İşçi-emekçilerin haklarına yönelik saldırı böylesine kapsamlı, dolaysız ve serttir! Üç konfederasyonun yöneticileri de bu gelişmeleri bizlerden iyi bilmektedir.

9 Temmuz 2024 günü bir araya gelerek yayımladıkları 10 maddelik ortak deklarasyon bu gelişmeleri elbette bildiklerini göstermektedir. Nitekim eğer 10 maddede ifade edilen talepler iktidar ve sermaye tarafından dikkate alınmazsa üç konfederasyon birlikte mücadele edeceklerini ilan etmişlerdi.

SENDİKALARIN SEFERBER ETME SORUMLULUĞU

Aradan geçen iki aya yaklaşan sürede iktidar 10 maddelik talepler manzumesini umursamadı. Ama ne yazık ki o günden beri üç konfederasyonun genel başkan ve yöneticileri bu talepleri kendileri ilan etmemiş gibi bu konuda hiçbir girişim yapmadı. Ve şimdi üç konfederasyonun gele gele, ayrı ayrı ve sonuçta basın açıklamaları ve birkaç miting yapmaya geldikleri görülmektedir.

9 Temmuz 2024’te “ortak talepler etrafında ortak mücadele” diyerek yola çıktıkları süreci bugün ayrı ayrı mitingler yaparak “yasak savma”ya dönüştürecekleri izlenimi veren konfederasyon temsilcileri emek kamuoyunda oluşan “Neden böyle yapıyorsunuz?” sorusuna yanıt vermek zorundadırlar.

İçinden geçtiğimiz dönem, işçi sınıfı ve tüm emeği ile geçinen toplumsal kesimlerin sadece bugünkü yaşamı ile ilgili acil taleplerine değil yüzyıllık kazanımlarına yönelik kapsamlı bir saldırı dönemidir. Bu belayı defetmenin gerçekçi tek yolu ise saldırının hedefi olan tüm toplumsal kesimlerin, tüm emek güçlerinin ortak mücadelesidir. Bu yaklaşımla ele alınmayan mücadele girişimlerinin başarılı olma şansı yoktur.
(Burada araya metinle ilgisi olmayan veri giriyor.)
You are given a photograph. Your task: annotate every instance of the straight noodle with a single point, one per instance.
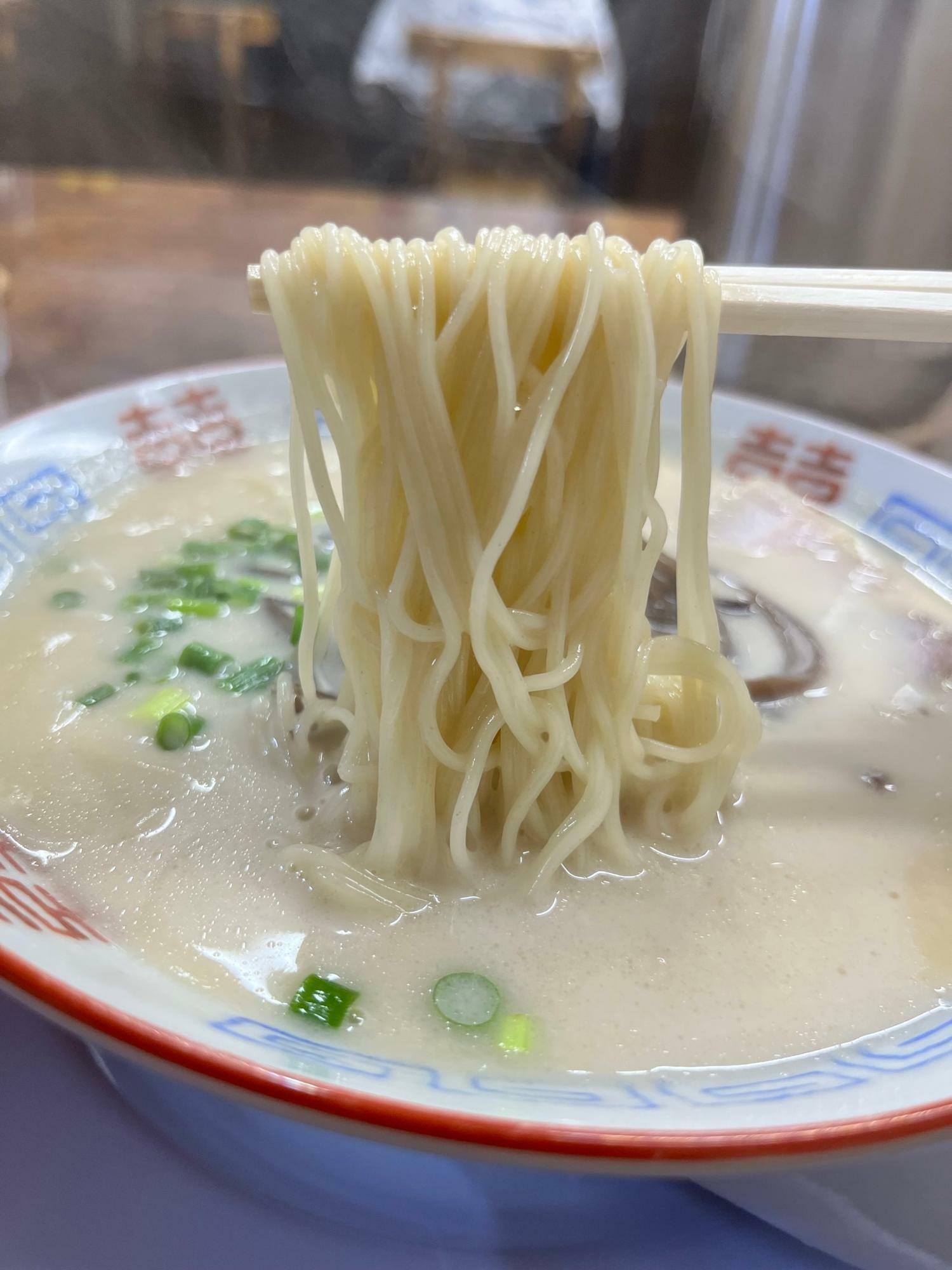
(496, 411)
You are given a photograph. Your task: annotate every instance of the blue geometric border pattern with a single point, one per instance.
(892, 1052)
(921, 535)
(32, 506)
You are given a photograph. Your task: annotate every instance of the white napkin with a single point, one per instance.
(887, 1212)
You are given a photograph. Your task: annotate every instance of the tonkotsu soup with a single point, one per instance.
(812, 912)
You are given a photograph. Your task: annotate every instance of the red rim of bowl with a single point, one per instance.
(498, 1132)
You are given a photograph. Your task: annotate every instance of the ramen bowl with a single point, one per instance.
(883, 1089)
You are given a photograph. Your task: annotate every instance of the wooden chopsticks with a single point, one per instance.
(846, 304)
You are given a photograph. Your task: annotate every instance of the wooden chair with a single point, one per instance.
(232, 29)
(567, 64)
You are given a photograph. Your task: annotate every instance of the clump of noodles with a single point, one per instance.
(496, 411)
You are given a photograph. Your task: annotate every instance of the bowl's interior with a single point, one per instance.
(53, 468)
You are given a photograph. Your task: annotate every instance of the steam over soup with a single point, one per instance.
(812, 911)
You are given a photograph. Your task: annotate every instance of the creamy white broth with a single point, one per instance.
(813, 915)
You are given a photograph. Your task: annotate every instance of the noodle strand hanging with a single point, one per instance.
(497, 415)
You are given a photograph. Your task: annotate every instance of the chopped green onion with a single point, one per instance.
(67, 600)
(251, 530)
(299, 625)
(161, 625)
(323, 1000)
(162, 703)
(96, 695)
(253, 676)
(142, 648)
(201, 657)
(516, 1034)
(175, 731)
(197, 570)
(466, 999)
(199, 551)
(194, 608)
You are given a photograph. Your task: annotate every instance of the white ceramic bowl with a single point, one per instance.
(892, 1086)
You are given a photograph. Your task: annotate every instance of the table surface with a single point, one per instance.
(115, 277)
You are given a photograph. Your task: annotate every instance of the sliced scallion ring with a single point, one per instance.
(466, 999)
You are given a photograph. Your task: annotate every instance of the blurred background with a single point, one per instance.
(149, 149)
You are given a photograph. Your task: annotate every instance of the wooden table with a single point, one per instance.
(116, 277)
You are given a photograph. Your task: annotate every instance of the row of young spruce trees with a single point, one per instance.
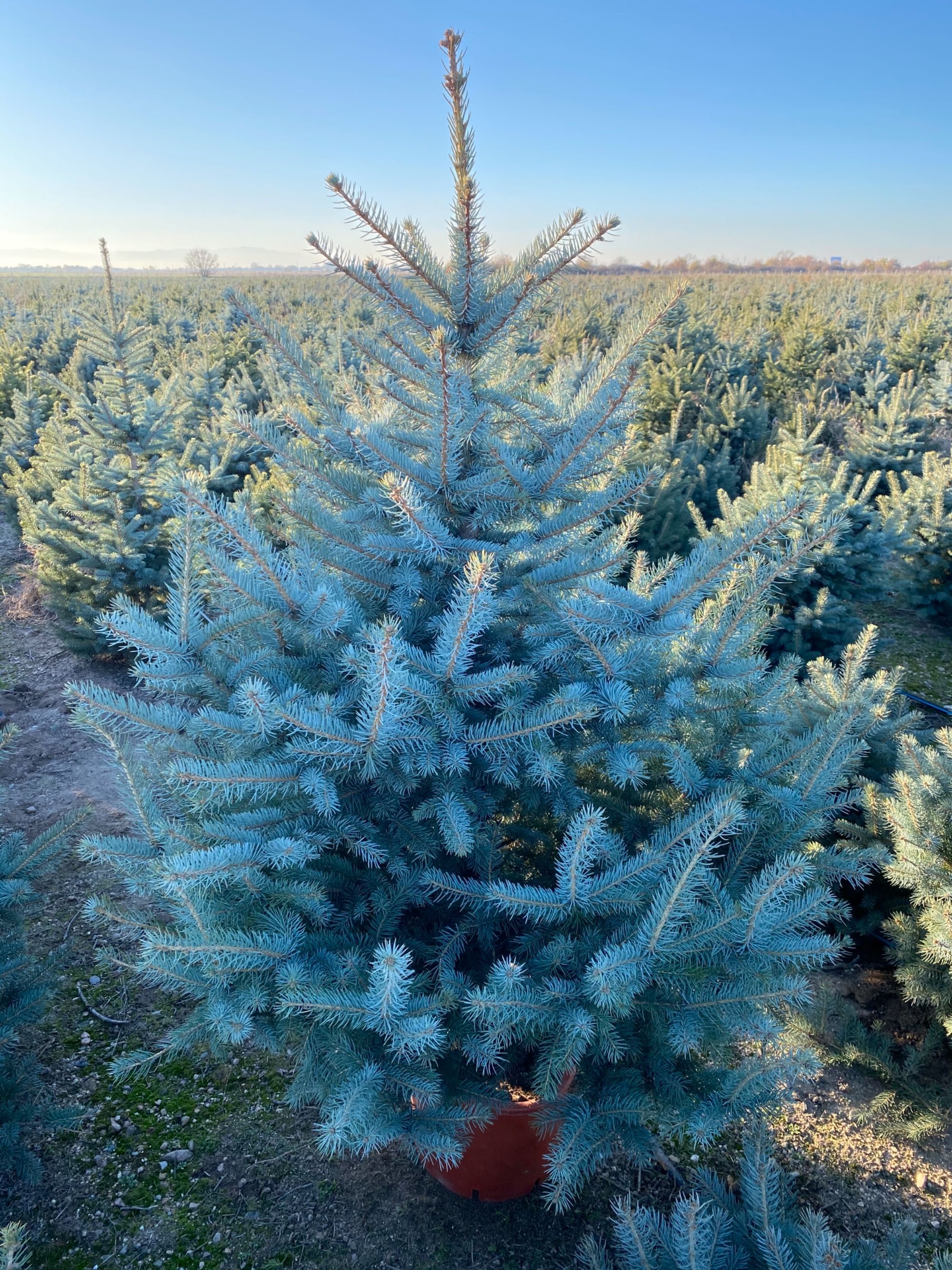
(478, 745)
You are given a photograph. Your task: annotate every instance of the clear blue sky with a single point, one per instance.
(730, 128)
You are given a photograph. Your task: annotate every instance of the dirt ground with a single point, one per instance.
(249, 1189)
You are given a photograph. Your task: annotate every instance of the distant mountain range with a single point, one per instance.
(157, 258)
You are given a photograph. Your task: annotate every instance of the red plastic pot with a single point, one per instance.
(505, 1159)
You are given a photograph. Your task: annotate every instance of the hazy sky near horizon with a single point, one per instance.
(739, 129)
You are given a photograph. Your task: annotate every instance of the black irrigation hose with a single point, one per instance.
(928, 705)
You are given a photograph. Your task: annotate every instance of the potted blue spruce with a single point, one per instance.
(440, 783)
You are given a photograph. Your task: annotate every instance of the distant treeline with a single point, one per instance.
(785, 262)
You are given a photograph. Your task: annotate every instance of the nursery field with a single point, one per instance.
(221, 469)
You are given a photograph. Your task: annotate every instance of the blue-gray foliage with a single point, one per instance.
(757, 1226)
(444, 784)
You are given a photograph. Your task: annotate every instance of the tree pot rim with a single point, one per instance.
(506, 1157)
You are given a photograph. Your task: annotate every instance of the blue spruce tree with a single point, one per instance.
(92, 502)
(758, 1226)
(440, 780)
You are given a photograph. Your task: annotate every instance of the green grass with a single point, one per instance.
(922, 650)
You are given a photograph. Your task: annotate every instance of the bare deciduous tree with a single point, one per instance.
(202, 262)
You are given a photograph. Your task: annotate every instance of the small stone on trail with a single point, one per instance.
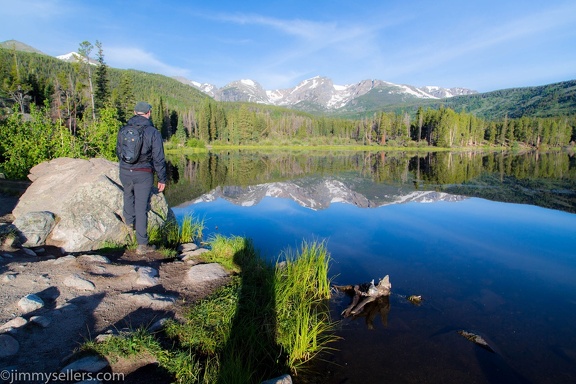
(9, 277)
(75, 281)
(29, 252)
(16, 322)
(42, 321)
(94, 259)
(30, 303)
(203, 273)
(8, 347)
(64, 259)
(147, 276)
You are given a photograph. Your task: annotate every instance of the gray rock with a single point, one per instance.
(8, 347)
(152, 300)
(9, 277)
(75, 281)
(30, 303)
(94, 259)
(204, 273)
(64, 259)
(34, 227)
(91, 364)
(16, 322)
(147, 276)
(42, 321)
(86, 196)
(66, 307)
(29, 252)
(158, 325)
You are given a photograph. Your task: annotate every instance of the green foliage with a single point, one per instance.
(81, 119)
(233, 335)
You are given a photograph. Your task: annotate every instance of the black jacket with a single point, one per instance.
(152, 154)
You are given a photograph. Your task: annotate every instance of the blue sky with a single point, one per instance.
(482, 45)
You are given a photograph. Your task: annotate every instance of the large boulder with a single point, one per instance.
(85, 197)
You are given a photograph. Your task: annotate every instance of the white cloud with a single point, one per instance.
(136, 58)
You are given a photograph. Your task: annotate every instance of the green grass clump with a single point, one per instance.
(302, 290)
(267, 321)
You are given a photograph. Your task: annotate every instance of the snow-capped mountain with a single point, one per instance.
(74, 57)
(321, 93)
(320, 194)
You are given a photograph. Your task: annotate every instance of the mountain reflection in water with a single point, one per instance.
(501, 270)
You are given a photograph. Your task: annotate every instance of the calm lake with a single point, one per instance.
(487, 239)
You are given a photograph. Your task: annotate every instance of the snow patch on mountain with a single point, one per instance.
(320, 91)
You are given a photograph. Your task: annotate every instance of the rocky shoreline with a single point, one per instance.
(51, 303)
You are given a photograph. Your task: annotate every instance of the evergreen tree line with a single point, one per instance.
(50, 108)
(192, 176)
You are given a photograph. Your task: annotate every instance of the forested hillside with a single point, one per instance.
(50, 108)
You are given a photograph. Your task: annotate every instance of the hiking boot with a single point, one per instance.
(144, 249)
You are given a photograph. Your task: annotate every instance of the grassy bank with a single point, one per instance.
(269, 320)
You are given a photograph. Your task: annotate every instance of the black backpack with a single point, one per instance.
(131, 140)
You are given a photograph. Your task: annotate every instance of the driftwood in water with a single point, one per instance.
(364, 294)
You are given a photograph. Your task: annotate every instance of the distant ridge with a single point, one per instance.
(19, 46)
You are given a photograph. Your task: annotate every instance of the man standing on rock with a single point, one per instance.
(137, 175)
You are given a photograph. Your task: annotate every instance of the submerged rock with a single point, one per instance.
(476, 339)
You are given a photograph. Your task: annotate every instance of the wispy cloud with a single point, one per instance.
(136, 58)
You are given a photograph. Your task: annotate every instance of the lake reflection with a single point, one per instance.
(506, 271)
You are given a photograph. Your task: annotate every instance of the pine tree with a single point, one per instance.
(84, 50)
(102, 92)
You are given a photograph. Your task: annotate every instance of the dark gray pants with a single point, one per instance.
(137, 191)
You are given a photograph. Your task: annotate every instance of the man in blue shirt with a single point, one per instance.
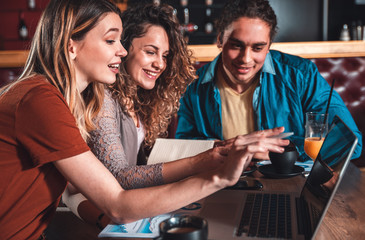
(249, 87)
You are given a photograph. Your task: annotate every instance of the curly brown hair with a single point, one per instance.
(155, 107)
(235, 9)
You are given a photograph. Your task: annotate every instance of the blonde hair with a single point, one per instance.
(155, 107)
(61, 21)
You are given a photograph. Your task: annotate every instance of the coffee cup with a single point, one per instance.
(184, 227)
(284, 162)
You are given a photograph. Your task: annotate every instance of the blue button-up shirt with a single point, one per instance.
(289, 87)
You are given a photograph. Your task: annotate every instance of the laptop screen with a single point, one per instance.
(327, 171)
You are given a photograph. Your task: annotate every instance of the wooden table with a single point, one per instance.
(345, 218)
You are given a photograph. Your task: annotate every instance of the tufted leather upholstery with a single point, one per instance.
(350, 84)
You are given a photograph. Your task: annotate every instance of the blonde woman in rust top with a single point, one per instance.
(46, 114)
(138, 107)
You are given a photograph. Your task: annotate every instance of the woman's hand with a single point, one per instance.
(243, 149)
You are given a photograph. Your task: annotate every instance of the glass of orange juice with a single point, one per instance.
(316, 128)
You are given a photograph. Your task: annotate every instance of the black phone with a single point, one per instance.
(247, 184)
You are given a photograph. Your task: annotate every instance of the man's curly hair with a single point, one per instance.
(235, 9)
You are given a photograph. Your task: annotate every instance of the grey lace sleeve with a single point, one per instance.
(106, 143)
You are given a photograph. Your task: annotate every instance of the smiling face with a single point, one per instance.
(97, 57)
(147, 56)
(245, 44)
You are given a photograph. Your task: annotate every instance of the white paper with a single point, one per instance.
(148, 227)
(167, 149)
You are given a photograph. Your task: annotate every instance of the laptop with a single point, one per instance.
(232, 214)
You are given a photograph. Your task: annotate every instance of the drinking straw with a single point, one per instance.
(328, 105)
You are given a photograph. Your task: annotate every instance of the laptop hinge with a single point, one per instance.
(304, 226)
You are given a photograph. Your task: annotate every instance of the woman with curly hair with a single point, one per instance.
(138, 107)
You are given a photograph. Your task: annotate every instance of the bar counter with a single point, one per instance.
(204, 53)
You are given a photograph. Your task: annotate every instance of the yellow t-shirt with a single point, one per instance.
(237, 110)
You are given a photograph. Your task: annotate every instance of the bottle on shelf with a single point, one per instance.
(208, 23)
(184, 3)
(22, 28)
(345, 33)
(208, 2)
(188, 27)
(31, 4)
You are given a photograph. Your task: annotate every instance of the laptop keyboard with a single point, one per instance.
(266, 216)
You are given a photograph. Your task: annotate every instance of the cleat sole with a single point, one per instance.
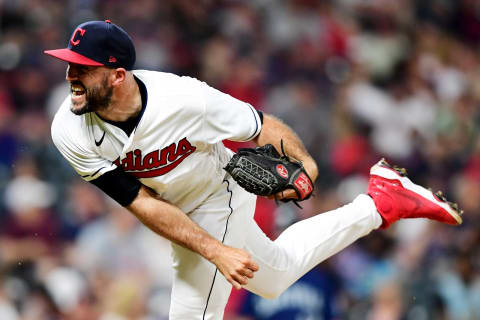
(385, 170)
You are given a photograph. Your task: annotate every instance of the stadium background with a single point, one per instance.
(356, 79)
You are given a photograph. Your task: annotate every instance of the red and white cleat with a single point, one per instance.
(397, 197)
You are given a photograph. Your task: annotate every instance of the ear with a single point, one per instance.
(118, 76)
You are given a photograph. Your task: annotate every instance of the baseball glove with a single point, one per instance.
(264, 172)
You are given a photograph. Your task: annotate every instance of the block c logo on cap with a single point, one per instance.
(76, 42)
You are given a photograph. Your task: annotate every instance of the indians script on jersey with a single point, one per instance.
(155, 163)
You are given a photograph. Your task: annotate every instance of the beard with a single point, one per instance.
(96, 99)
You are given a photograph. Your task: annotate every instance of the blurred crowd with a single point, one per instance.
(357, 80)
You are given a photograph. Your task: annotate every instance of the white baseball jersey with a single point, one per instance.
(176, 148)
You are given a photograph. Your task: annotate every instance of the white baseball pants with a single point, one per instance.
(201, 292)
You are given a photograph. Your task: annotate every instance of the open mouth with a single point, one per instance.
(77, 89)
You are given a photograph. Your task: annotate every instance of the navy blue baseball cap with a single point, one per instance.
(98, 43)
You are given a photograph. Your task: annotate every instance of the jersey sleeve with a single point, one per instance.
(73, 147)
(228, 118)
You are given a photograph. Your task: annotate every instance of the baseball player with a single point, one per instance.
(153, 142)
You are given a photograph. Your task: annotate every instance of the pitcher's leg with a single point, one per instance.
(199, 290)
(307, 243)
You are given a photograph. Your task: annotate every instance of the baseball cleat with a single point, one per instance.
(397, 197)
Bu yüzden üç konfederasyon 9 Temmuz toplantısında aldıkları kararların ötesine geçerek kamu emekçileri sendikaları konfederasyonları da dahil; emek ve meslek örgütleri başta olmak üzere tüm emek güçlerini seferber etmek gibi reddedemeyecekleri bir sorumlulukla da karşı karşıyadır. Hiçbir gerekçeyle de bu tarihsel sorumluluktan kurtulamazlar.